The Secret of Enterprise Agility: Where Science Meets Organisational Change
Most mindsets or frameworks developed to support an environment where employees can confidently adapt to market opportunities, such as Agile, Lean, and Scrum are not enough.
A new framework of reference is required, one that draws on neuroscience, organisational psychology and new types of leadership.
People often believe that moving fast is the same as adapting. Speed plays a crucial role in the evolution of organisations and products, but it can be risky if people can’t cope with the evolving reality or realign to new strategies.
Market disruptions affect all companies, and an exponential pace of change is the new reality. Artificial intelligence augments possibilities, short work cycles impact the markets, and big data provides a continuous strategic advantage.

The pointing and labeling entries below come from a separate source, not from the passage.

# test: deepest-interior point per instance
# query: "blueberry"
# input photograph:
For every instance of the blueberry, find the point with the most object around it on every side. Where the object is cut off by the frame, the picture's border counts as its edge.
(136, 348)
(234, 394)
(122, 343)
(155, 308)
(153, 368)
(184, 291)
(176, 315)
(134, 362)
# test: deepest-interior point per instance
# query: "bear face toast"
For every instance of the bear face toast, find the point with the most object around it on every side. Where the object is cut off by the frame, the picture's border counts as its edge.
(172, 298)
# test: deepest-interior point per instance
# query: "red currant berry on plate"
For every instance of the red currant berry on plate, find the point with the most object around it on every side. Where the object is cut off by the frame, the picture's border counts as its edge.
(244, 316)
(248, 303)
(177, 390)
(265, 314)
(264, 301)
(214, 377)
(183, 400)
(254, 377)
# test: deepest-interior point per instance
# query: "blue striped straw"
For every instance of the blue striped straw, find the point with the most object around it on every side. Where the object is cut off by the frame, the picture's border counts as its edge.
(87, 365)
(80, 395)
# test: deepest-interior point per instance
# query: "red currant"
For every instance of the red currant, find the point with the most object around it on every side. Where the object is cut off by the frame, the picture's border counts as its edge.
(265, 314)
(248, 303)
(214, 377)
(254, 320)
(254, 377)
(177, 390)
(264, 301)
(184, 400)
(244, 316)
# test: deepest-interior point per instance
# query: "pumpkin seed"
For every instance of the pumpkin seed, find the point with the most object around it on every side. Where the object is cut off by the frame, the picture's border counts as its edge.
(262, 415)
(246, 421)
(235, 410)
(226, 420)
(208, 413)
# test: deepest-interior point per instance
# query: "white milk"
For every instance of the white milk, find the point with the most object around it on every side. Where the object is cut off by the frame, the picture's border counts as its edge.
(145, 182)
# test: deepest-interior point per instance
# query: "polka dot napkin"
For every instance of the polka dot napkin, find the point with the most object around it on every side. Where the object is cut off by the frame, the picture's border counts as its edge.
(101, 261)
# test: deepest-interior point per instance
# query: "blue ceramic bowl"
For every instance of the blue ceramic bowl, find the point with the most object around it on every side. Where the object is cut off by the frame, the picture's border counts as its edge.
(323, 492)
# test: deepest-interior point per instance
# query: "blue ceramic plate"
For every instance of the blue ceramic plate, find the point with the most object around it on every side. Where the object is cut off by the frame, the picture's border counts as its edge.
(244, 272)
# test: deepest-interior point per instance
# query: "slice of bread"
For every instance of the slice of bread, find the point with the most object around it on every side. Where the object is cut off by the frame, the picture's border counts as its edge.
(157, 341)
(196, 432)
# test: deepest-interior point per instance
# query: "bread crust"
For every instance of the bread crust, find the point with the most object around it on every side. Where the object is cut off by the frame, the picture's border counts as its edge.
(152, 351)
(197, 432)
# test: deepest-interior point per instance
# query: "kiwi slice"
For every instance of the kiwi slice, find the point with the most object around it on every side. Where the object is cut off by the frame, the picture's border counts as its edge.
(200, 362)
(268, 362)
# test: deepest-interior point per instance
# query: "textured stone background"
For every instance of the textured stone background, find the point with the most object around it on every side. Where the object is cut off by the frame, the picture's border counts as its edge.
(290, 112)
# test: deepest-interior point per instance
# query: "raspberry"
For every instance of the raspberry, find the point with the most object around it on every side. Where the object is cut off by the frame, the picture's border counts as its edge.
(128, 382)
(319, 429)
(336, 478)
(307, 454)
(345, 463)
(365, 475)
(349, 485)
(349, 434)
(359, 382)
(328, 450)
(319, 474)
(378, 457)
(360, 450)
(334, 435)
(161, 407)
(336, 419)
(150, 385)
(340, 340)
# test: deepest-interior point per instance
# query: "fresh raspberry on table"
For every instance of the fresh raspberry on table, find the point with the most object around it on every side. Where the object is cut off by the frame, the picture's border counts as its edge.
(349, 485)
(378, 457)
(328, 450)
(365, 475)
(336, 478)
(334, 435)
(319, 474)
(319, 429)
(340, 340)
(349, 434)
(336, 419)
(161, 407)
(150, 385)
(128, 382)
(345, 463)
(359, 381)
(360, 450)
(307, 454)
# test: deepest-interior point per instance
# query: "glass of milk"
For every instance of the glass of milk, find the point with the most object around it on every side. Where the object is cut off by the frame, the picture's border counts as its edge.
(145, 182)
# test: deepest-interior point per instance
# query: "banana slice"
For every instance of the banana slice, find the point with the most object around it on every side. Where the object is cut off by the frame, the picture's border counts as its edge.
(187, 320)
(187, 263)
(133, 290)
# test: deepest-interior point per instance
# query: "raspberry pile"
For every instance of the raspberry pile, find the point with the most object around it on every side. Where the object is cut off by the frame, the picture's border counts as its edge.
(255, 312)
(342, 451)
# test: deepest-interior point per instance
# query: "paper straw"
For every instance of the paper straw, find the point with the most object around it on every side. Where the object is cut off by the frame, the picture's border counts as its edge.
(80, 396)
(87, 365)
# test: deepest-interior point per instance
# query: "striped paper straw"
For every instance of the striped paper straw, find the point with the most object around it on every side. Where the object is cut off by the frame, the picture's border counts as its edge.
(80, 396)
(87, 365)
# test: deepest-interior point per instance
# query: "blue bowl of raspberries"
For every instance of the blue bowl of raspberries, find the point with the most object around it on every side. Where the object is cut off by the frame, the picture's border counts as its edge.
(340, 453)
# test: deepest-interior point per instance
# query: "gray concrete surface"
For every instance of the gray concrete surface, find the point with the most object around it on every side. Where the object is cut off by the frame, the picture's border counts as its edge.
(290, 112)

Imagine if you got out of bed every day and found yourself in a different house with different children and a different job. Although some might be happy with this, most would find it exhausting. This is how exponential change feels for many.
Adapting at a pace
If you are the leader of an organisation, more and more disruptions are going to affect your plans. You and the people around you will need to adapt roles, ways of working, and products. But how do you build an environment where employees can confidently adapt to market opportunities, even when they do not feel ready to change?
Building a flexible, resilient company is as simple as it is challenging. If the right techniques are not in place, people will have less energy, motivation will decrease, initiatives will lose traction, and customers will see less innovation and business value. You need new models to help people align to new perspectives and strategies, and all this must happen in record time.
Most mindsets or frameworks used during the last 20 years (e.g. Agile, Lean and Scrum) have helped, but they are not enough. They do not consider crucial aspects that arise during exponential change, and they don’t contemplate mechanisms to help leaders exposed to employees with higher levels of resistance. As a result, techniques or practices that appear to be ideal may produce subpar results.
Coping with constantly changing environments
hen consulting, I strongly support retrospective meetings, the idea that employees need to reflect on work and their interactions with others regularly. We know that people can process only a limited number of concurrent changes every day. Go above it, and they will feel overloaded, and they will resist.
If we try to implement this practice in highly changing environments, teams will need to reflect more frequently on what is happening, and at some point, they will tire. They will give up or follow procedures without any desire to improve them. These not-so-positive effects are heightened in an environment of exponential change, so broadly used practices have to be reevaluated to avoid counterproductive effects when exposed to exponentiality.
At Enterprise Agility University, we have been working to understand the best ways to address these situations and provide global leaders with enterprise agility models for leading exponential change. A large part of this work involves an advanced understanding of the brain.
The brain and exponential change
Did you know that learning something new or adapting to a unique situation can lead to increased oxygen consumption in the prefrontal cortex (the area of the brain responsible for constructing your reality)?
We analysed studies that involve real-time brain monitoring, including electroencephalography, magnetoencephalography and functional magnetic resonance imaging. We have examined how the energy of thought flows through the brain—just as blood flows through the circulatory system—when people are exposed to exponential change. This has helped us build better ways to deal with the constant alterations of processes, roles and mindsets.
Many of these concepts allow companies to deliver results, even during turbulent times. These ideas enable organisations to respond better to changing market conditions. We developed the concept of Outcomes Agility to provide leaders with crucial skills. Outcomes Agility is based on three important pillars:
1. Using strategic sensitivity
Leverage the power of the collective, intuition, artificial intelligence and big data to sense what is happening in the markets. Leaders must increase their levels of mental agility to encourage neuroplasticity, or how your neurons connect when you are exposed to a situation, so they can view change from different perspectives and embrace different values.
Several techniques can be used here. It is about more than empathising with clients – it is about temporarily adopting their values as if they were your own to test new hypotheses and ideas.
2. Building a powerful strategic response
Leaders must know how to modify current strategies so that people can adapt, with higher levels of adherence and lower resistance. The secret lies in understanding that people are not physiologically prepared to adapt to exponential change. If leaders want to build a powerful strategy, they must learn how the brain works when exposed to exponential change and how to build a company with higher levels of organisational health.
3. Creating a sustainable market disruption based on your capabilities
When a disruption impacts the market, the organisation must be prepared for the rebound effect of external consequences. Competitors might start playing a different role, or clients might move in a different direction. This will require your company to accelerate change further.
In addition to evaluating the impact of a market disruption, you should regularly ask, “Will my people be ready if everything changes again?” Any intentional market disruption must take into account the organisation’s manoeuvrability in the short term.
It is no longer a matter of grouping existing agile practices and techniques. We call this practice: Classic Agility. You must consider new frameworks of reference – like Enterprise Agility – to build a better organisation. Employing concepts such as the neuroscience of change, organisational psychology, organisational health and new types of leadership is crucial if you want to build a resilient, flexible and sustainable ecosystem.